El gran nivel de las obras a concurso, que como espectador es una total bendición, como jurado es un auténtico calvario: apuntamos como potenciales vencedores hasta seis de los catorce cortometrajes. Los otros dos miembros del jurado son directores de cine con una trayectoria similar; temo ser la nota discordante y provocar una discusión acalorada, pero ellos temen lo mismo y ese temor compartido nos conduce a la más dulce de las diplomacias. Aún así argumentamos con pasión: nos decidimos por un premio que no nos represente necesariamente a nosotros, sino al cine como lenguaje, a sus posibilidades, que represente al Festival que nos convoca. No otorgamos un premio como forma de reivindicar nuestras personalidades, sino como manera última de reivindicar a los cineastas que han hecho posible las películas premiadas; ese es el reto. Decidimos premiar a las piezas en las que percibimos una valentía que tiene que ver con la dificultad de no poder preparar las imágenes, sino que se basan en el encuentro y en la espera. En cierto sentido, y aunque suene contradictorio, decidimos premiar lo que nos conmueve por encima de lo que nos gusta porque entendemos que, mientras que lo que nos conmueve busca una comunicación hacia el exterior, lo que nos gusta implica también un cierto ensimismamiento.
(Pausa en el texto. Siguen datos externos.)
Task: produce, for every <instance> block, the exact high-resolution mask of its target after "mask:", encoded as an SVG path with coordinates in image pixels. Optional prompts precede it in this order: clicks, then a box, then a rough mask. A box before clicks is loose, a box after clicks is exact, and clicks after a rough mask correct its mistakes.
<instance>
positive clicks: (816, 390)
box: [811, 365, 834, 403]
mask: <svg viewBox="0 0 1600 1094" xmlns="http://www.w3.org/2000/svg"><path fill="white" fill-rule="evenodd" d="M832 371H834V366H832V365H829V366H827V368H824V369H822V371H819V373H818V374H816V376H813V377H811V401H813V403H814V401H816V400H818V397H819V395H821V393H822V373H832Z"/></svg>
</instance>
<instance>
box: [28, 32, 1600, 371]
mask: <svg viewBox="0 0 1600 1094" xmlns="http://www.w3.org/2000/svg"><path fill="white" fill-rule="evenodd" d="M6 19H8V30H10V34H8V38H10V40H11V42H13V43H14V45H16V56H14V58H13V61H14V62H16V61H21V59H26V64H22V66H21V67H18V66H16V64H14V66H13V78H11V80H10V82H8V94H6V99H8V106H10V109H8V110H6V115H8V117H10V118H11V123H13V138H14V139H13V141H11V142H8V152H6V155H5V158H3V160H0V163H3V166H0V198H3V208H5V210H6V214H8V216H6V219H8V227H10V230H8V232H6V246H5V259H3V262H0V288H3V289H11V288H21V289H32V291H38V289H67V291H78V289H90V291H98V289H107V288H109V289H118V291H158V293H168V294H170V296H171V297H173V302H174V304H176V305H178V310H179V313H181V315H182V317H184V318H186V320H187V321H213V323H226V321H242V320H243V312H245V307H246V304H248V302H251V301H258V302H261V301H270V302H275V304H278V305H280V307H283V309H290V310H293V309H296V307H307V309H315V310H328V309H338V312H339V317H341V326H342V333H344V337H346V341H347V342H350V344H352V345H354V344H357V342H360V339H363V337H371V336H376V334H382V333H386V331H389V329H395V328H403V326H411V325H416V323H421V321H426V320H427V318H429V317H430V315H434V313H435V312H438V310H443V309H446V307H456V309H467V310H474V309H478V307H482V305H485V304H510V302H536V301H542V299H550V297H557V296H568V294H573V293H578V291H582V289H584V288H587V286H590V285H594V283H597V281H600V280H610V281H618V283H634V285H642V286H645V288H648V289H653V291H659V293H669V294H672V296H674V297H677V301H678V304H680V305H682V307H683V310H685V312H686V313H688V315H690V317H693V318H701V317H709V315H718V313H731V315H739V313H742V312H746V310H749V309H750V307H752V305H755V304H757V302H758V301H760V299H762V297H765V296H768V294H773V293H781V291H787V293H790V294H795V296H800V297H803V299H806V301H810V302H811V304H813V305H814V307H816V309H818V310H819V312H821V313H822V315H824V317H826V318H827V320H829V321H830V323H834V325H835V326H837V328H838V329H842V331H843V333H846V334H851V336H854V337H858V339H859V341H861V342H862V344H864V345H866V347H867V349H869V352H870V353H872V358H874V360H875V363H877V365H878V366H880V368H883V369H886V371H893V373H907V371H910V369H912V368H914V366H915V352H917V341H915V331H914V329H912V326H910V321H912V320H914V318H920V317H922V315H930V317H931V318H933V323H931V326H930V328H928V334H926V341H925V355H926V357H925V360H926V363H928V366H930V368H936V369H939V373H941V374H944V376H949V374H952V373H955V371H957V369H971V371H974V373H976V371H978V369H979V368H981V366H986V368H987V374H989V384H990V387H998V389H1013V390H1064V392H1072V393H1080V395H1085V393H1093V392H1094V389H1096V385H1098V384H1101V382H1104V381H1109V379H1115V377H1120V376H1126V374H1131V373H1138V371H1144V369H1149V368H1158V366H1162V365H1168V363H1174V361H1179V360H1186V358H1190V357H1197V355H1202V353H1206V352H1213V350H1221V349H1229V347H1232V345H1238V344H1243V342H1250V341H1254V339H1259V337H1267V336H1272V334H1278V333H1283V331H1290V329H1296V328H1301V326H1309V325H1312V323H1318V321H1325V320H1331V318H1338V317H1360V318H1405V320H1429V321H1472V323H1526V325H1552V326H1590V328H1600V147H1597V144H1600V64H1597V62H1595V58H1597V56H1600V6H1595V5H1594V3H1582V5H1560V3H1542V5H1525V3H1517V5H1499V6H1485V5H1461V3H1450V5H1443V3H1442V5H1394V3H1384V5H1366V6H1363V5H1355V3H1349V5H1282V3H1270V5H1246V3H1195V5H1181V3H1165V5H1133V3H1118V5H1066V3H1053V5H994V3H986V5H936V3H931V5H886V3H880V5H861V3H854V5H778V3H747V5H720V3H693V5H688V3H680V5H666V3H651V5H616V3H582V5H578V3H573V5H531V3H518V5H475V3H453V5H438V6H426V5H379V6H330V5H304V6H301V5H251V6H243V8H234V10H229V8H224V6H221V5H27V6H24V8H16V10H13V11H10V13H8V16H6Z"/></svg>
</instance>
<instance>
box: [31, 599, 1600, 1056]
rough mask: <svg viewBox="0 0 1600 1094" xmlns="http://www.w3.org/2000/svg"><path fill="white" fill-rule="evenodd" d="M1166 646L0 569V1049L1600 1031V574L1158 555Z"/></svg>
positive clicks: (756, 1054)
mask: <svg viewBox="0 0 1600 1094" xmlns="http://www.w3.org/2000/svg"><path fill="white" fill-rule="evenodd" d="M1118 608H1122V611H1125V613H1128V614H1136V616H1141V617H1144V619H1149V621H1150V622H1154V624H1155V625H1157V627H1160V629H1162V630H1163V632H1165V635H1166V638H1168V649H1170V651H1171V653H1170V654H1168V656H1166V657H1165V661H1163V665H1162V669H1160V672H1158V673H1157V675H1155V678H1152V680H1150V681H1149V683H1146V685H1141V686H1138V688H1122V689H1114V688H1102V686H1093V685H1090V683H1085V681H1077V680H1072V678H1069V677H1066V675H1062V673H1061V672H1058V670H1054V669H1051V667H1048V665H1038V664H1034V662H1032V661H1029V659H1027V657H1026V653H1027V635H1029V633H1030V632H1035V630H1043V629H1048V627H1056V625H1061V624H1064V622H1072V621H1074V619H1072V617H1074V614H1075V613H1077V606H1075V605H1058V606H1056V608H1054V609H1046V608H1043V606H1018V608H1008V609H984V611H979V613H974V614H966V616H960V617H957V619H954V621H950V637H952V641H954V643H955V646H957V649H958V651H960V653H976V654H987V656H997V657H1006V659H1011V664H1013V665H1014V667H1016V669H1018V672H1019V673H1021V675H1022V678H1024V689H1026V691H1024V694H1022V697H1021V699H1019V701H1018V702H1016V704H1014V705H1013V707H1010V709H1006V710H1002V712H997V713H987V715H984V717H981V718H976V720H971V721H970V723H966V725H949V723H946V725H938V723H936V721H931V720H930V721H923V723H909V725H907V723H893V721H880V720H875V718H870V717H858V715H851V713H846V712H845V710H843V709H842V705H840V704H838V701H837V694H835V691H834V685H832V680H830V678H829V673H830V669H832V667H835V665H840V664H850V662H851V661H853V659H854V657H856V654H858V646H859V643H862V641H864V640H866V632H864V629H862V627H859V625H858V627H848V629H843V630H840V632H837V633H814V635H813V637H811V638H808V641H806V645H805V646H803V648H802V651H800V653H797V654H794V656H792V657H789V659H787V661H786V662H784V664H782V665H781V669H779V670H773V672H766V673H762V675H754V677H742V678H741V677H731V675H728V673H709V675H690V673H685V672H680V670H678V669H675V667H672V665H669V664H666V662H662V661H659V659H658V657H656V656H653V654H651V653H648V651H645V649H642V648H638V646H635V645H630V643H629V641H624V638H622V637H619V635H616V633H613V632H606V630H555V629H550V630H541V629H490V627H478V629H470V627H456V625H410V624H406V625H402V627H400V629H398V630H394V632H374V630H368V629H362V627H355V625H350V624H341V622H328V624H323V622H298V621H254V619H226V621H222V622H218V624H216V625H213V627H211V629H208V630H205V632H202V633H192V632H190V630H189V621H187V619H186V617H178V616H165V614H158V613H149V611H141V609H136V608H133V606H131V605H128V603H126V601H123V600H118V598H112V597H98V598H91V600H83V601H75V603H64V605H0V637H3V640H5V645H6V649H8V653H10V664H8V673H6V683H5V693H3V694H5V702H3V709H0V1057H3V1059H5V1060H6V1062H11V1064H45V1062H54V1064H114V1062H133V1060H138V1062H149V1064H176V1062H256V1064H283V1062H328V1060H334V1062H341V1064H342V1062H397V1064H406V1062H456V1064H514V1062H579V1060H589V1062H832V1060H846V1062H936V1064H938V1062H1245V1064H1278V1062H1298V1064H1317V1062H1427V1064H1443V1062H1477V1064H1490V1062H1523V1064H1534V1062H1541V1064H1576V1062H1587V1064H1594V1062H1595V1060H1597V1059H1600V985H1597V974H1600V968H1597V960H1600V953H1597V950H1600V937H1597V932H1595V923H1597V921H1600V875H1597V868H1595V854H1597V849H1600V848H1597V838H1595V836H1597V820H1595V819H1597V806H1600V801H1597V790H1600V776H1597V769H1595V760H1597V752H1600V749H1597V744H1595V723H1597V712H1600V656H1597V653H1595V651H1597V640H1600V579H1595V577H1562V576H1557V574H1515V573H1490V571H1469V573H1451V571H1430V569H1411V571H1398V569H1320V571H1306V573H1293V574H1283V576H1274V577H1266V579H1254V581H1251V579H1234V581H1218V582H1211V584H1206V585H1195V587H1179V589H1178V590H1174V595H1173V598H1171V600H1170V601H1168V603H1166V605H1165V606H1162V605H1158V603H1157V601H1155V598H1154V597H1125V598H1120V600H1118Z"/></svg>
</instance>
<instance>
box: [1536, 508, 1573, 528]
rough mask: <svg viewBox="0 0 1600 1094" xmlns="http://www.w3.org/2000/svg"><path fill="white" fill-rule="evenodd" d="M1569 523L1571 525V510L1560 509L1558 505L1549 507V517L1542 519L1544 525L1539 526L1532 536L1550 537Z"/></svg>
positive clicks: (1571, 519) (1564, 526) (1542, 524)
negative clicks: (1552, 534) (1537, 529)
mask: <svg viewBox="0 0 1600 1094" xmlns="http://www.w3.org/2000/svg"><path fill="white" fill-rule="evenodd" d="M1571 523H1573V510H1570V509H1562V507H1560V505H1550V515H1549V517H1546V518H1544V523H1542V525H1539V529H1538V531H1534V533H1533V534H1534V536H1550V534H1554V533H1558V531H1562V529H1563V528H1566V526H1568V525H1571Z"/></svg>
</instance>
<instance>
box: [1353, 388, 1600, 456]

Tras aquella noche ya no somos miembros del jurado, sino tres amigos que intentan poner en perspectiva lo que han visto. Mientras el Festival se desvanece en su última velada, uno de mis compañeros recuerda todo lo que le gustaba de aquel cortometraje al que le dimos una mención de honor, y entonces descubro una película nueva que despierta la satisfacción de haber podido premiarla. Que aquel nuevo amigo me redescubra lo que ya he visto hace que recuerde un deseo que aún persigo: quiero seguir siendo la persona que más tiene que aprender de todas las que me rodean.